Once upon a time, every learning project was a big deal. If you wanted to go near a computer, you needed to draw up and elaborate business case, wait in line to do battle with the IT department, and get a lot of other people involved who were one or two steps away from the issues you were hoping to resolve.

Things have changed. You don’t have to be a techie to set up web-based applications. Web tools are easy enough to use that you can experiment with applications before committing to the whole enchilada. It takes only minutes to set up a blog, a wiki, or an online community. Most of the software and services you will use are free. If you’re a klutz, ask anyone under 20 to help you put it in place.

Put it out there; see if it works. Do it, try it, fix it. It takes so little to set up a prototype application that it justifies running lots of experiments before committing to one model. The way to succeed is to fail early and fail often.

One of my favorite social network examples was the result of two guys sitting on their back porch who realized lots of people could learn what was going on my listening to their conversation. Without asking permission, they set up a blog which became required daily reading for their fellow company commanders in Iraq.

You could go to wordpress.com this very minute and have a your own blog up and running in less time than it takes a drink a cup of coffee. What you write can be seen by the world — unless you want more privacy. You can click a box to deflect Google’s glaring gaze. You can restrict readership. You can select who can write. It’s easy.

Just do it!

It’s easy to say but if this is new, it’s out of your comfort zone. It’s not just you.

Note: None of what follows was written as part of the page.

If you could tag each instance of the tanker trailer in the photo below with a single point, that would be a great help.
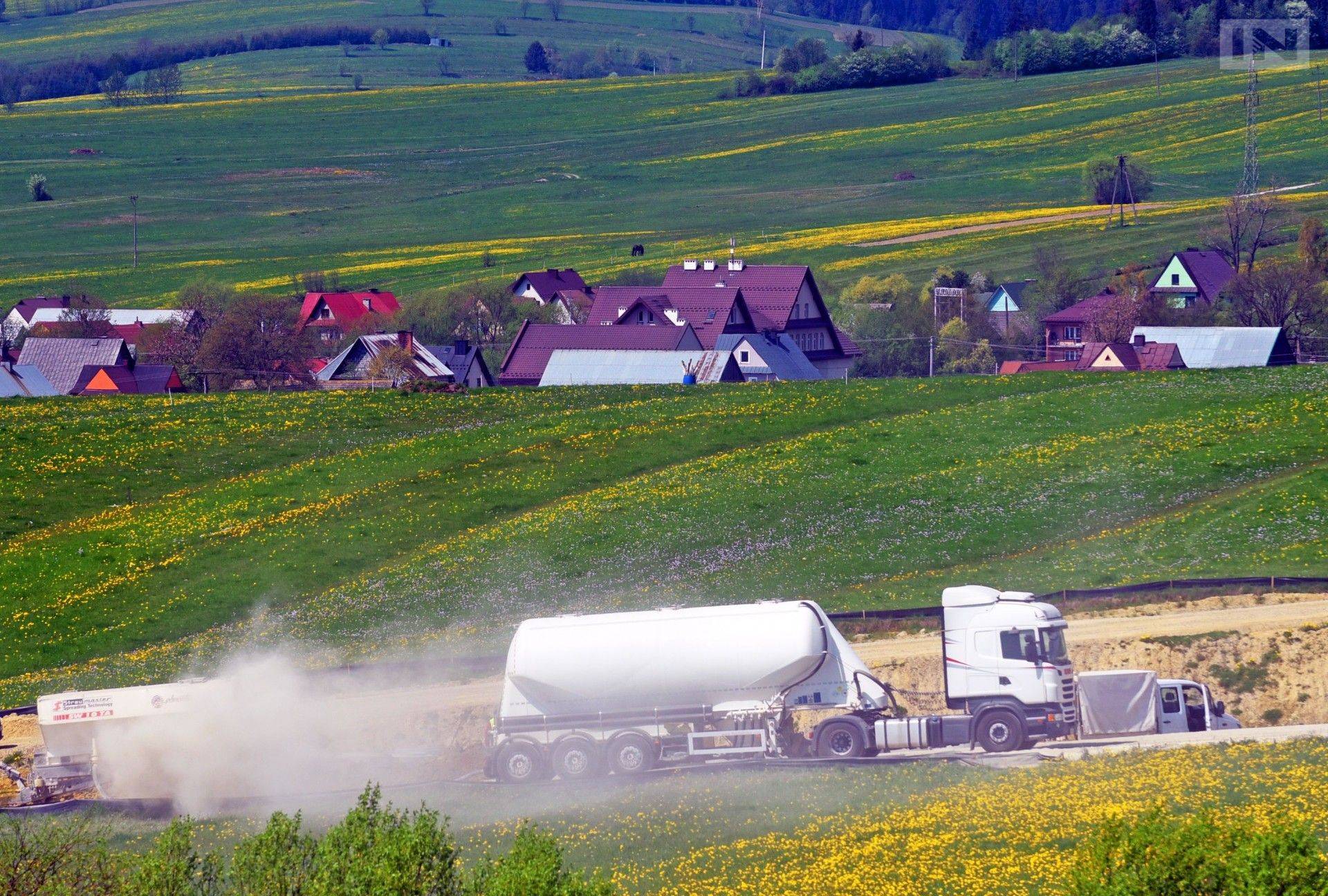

Luiz Algarra told me a story about trying to coax professionals to try blogging. He asked everyone to make a blog entry; no one did. He instructed them to take a sheet of paper and write out something interesting that had happened to them. Then he asked them to pass their papers to the next person and write a comment or observation on the bottom of each person’s paper. During a break, he posted all the papers on the wall. When people returned, he announced, “See? This is the blogosphere.” He asked them each to write an entry in their blog that evening. Guess what happened. No one did. They did not see the relevance of technology to their lives. They will lead sub-optimal professional lives.

The web is the way of the future; you might as well get on the train before it picks up more speed. Take a baby step. Go to wordpress.com. Open your blog. Write whatever’s on your mind. (No one else has to know.) Come back the next day, and do it again. Before you know it, you’ll have your sea legs.